Below is a diagram of a generic Selective Catalytic Reduction (SCR) system used on light-duty diesel passenger trucks. The assembly uses two NOx sensors: the first sensor (referred to as NOx sensor 1) is located near the turbo downpipe and measures engine out NOx. The second sensor (referred to as NOx sensor 2) measures NOx levels exiting the SCR catalyst.
The SCR assembly contains a catalyst brick that requires DEF, or diesel exhaust fluid, for activation. A PCM controlled pump and doser valve are used to meter DEF into the exhaust system upstream of the SCR brick. With the exhaust heat, the DEF will decompose into ammonia and carbon dioxide.

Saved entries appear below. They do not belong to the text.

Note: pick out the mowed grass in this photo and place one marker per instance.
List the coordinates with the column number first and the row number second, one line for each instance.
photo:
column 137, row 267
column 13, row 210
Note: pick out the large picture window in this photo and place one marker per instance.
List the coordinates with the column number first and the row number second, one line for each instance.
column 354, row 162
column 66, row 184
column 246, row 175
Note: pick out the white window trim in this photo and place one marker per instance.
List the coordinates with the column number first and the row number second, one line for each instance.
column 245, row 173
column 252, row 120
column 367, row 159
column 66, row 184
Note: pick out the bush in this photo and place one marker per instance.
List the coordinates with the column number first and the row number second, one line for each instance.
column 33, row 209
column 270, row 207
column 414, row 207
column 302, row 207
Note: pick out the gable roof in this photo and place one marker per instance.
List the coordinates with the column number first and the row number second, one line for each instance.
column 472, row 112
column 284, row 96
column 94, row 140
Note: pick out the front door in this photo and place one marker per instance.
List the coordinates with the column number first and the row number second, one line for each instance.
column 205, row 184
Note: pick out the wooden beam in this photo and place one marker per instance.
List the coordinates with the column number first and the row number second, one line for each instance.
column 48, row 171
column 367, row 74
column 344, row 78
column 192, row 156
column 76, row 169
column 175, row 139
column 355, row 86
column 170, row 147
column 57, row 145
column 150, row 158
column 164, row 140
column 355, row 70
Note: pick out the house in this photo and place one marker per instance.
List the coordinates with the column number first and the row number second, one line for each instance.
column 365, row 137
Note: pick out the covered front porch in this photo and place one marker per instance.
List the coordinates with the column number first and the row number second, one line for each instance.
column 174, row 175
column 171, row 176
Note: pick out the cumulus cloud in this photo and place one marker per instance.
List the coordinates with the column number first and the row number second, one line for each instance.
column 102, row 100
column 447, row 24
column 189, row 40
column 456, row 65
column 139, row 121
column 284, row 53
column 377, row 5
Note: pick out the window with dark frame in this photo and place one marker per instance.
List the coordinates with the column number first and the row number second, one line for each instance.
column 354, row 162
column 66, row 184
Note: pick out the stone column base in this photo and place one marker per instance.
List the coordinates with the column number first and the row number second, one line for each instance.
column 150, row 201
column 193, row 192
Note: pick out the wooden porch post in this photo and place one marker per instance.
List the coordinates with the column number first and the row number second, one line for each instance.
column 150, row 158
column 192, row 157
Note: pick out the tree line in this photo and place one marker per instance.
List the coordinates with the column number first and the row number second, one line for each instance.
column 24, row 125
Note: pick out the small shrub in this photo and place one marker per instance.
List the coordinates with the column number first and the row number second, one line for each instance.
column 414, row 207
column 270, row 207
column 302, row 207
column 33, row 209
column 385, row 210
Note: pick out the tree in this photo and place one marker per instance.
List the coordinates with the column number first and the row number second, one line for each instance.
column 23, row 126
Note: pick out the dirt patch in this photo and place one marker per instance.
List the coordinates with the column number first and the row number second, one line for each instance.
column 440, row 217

If too much DEF is injected into the exhaust, the SCR brick can become saturated with ammonia and some of it will exit the SCR assembly. This is called “ammonia slip”. To a NOx sensor, ammonia and NOx look the same. Ammonia slip will cause the downstream NOx sensor to report an incorrect amount of NOx in the exhaust stream.
While addressing SCR codes concerning DEF quality, NOx sensor failure, or SCR efficiency, it may be necessary to “burn out” saturated SCR bricks and run the onboard diagnostic again. This can be accomplished by performing a manual DPF regen. The heat produced during the manual regen will remove ammonia from the SCR bricks and allow for a more accurate onboard SCR system diagnostic.